去る11月7日、朝鮮高校生就学支援金不支給違憲訴訟の第20回口頭弁論が開かれました。いわゆる「高校無償化」から、朝鮮学校の生徒を除外することが決定されてから4年近くが経ちましたが、今年3月には河村たかし市長が、朝鮮の核実験などを理由に、朝鮮学校への補助金予算の一部停止を決めるなど、名古屋でも差別的な動きが出てきています。国が政治と教育を結びつけて、「国民の理解が得られない」ことをたてに朝鮮学校の生徒を差別した弊害がこんなところにも現れています。

しかし、裁判では、国は、拉致事件などの政治的な理由で朝鮮学校を除外したのではなく、朝鮮学校は、北朝鮮・朝鮮総聯に不当な支配を受けている可能性があり、教育基本法に違反しているかもしれないからだと主張しています。自民党の野党時代の朝鮮学校排除を目指した言動については、「あくまで野党時代のもので政府の行為とは関係ない」という態度です。
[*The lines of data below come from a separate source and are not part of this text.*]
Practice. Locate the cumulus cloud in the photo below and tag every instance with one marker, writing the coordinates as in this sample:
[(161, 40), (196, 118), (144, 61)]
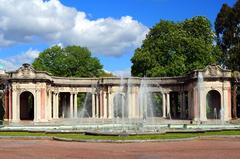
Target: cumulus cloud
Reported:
[(14, 62), (122, 73), (30, 20)]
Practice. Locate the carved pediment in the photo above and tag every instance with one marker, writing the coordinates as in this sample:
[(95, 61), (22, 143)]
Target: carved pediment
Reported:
[(216, 71), (26, 71)]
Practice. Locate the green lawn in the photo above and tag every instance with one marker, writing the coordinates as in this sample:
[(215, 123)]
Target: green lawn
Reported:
[(134, 137)]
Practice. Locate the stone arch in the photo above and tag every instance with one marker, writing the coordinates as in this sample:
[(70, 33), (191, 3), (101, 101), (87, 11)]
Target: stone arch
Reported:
[(84, 100), (155, 107), (213, 104), (26, 106)]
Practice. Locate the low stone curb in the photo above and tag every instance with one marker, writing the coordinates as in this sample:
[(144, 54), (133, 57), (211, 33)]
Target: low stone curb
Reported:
[(122, 141), (116, 141), (141, 141), (27, 137)]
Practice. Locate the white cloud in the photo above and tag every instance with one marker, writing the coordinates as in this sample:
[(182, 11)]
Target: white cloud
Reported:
[(123, 73), (14, 62), (29, 20)]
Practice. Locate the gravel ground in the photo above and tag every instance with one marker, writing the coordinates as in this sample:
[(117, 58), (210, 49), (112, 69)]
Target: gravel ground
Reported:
[(214, 148)]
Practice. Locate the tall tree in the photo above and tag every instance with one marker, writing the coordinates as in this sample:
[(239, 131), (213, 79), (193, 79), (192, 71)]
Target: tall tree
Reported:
[(71, 61), (172, 49), (227, 26)]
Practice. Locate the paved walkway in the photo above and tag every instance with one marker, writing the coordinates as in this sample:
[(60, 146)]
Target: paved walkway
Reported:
[(218, 148)]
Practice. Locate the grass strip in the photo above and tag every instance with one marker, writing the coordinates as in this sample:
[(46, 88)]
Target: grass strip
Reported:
[(133, 137)]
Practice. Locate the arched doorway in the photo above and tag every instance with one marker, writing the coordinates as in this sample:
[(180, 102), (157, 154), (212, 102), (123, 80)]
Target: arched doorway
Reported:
[(26, 106), (213, 106)]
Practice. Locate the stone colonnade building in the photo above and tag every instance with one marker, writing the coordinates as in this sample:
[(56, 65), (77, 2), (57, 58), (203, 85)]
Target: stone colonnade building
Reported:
[(35, 95)]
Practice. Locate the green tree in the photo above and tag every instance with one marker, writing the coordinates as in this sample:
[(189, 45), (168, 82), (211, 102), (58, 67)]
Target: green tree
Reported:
[(172, 49), (227, 26), (71, 61)]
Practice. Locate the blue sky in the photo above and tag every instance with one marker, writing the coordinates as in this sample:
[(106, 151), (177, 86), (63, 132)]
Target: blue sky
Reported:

原告は、不当な支配がないことはもちろん、母国や民族団体の支援で民族教育を行っている外国人学校に対して、その結びつき自体を問題視することがいかに民族教育の自由を侵害するものであるかを訴え、日本教育法学会会長の成嶋隆教授の意見書を提出しました。今回の裁判では被告の反論が提出されるはずでしたが、間に合わなかったとのことで次回に持ち越しになりました。被告の主張内容は日本のマイノリティ教育の自由自体に踏み込むもので、次回1月16日、どんな反論がなされるかも要注目です。是非、傍聴にお越しください。